Fintanto che non chiamiamo le cose con il loro vero nome


Quando Ratzinger avvisava: "La lobby gay mina la Chiesa"

L'allora presidente della Congregazione per la dottrina della fede: «Pressioni per legittimare atti omosessuali»


C'è una lobby gay nella Chiesa che, in combutta con i movimenti gay esterni, sta lavorando per sovvertire l'insegnamento della Chiesa sulla omosessualità.
Era il 1986 quando l'allora cardinale Joseph Ratzinger avvertiva del pericolo incombente. Sembrava fuori dal mondo allora una denuncia di questo genere, ma dopo oltre trent'anni bisogna riconoscere che Ratzinger aveva pienamente ragione. Ci riferiamo alla Lettera sulla cura pastorale delle persone omosessuali della Congregazione per la Dottrina della Fede, allora presieduta appunto dal cardinale Ratzinger.

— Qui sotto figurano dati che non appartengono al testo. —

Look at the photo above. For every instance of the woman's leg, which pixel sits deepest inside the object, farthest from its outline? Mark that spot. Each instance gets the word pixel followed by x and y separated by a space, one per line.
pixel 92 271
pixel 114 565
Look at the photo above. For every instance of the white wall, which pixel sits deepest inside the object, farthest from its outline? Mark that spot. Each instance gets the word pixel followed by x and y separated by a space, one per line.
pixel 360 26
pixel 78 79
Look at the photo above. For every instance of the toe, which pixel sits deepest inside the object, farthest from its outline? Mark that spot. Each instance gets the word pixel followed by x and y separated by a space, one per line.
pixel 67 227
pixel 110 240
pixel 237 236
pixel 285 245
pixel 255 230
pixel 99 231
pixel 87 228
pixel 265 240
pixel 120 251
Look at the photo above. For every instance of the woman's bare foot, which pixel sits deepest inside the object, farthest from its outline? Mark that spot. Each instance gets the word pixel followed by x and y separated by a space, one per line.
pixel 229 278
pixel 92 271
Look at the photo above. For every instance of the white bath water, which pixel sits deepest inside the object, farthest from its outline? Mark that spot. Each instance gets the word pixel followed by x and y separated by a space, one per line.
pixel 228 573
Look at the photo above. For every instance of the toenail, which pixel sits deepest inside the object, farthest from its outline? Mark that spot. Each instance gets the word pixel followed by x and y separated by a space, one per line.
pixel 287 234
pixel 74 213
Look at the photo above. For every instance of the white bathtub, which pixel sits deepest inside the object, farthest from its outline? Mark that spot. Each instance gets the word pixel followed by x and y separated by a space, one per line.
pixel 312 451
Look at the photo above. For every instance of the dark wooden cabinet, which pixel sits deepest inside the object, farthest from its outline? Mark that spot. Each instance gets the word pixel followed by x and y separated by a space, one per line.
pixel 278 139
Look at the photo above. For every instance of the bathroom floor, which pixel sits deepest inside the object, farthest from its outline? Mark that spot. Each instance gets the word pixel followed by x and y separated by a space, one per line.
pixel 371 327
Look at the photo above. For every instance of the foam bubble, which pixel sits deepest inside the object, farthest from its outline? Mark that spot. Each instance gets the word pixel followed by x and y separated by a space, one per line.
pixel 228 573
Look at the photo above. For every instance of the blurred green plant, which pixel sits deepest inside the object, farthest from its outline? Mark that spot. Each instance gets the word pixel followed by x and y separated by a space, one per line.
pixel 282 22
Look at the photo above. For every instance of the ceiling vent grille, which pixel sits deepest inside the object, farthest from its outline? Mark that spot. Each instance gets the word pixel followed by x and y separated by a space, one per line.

La lettera affronta il tema dal punto di vista teologico, biblico e pastorale, improntata all'accoglienza delle persone nella verità. Ma a un certo punto afferma: «Tuttavia oggi un numero sempre più vasto di persone, anche all'interno della Chiesa, esercitano una fortissima pressione per portarla ad accettare la condizione omosessuale, come se non fosse disordinata, e a legittimare gli atti omosessuali. Quelli che, all'interno della comunità di fede, spingono in questa direzione, hanno sovente stretti legami con coloro che agiscono al di fuori di essa. Ora questi gruppi esterni sono mossi da una visione opposta alla verità sulla persona umana, che ci è stata pienamente rivelata nel mistero di Cristo. Essi manifestano, anche se non in modo del tutto cosciente, un'ideologia materialistica, che nega la natura trascendente della persona umana, così come la vocazione soprannaturale di ogni individuo».
È una descrizione perfetta di cosa voglia dire la presenza nella Chiesa di una potente lobby gay. E oggi possiamo constatare i danni che questo processo rivoluzionario comporta, come ha ben chiarito il 19 ottobre monsignor Carlo Maria Viganò, autore a fine agosto del lungo memoriale in cui denunciava quel muro di corruzione a abusi che aveva protetto l'ormai ex cardinale americano Theodore McCarrick, predatore sessuale seriale. Ora Viganò torna alla carica denunciando il silenzio sulle vere cause degli abusi sessuali: «Questa gravissima crisi ha scritto - non può essere correttamente affrontata e risolta fintanto che non chiamiamo le cose con il loro vero nome. Questa è una crisi dovuta alla piaga dell'omosessualità, in coloro che la praticano, nelle sue mozioni, nella sua resistenza ad essere corretta. Non è un'esagerazione dire che l'omosessualità è diventata una piaga nel clero e che può essere debellata solo con armi spirituali. È un'ipocrisia enorme deprecare l'abuso, dire di piangere per le vittime, e però rifiutare di denunciare la causa principale di tanti abusi sessuali: l'omosessualità».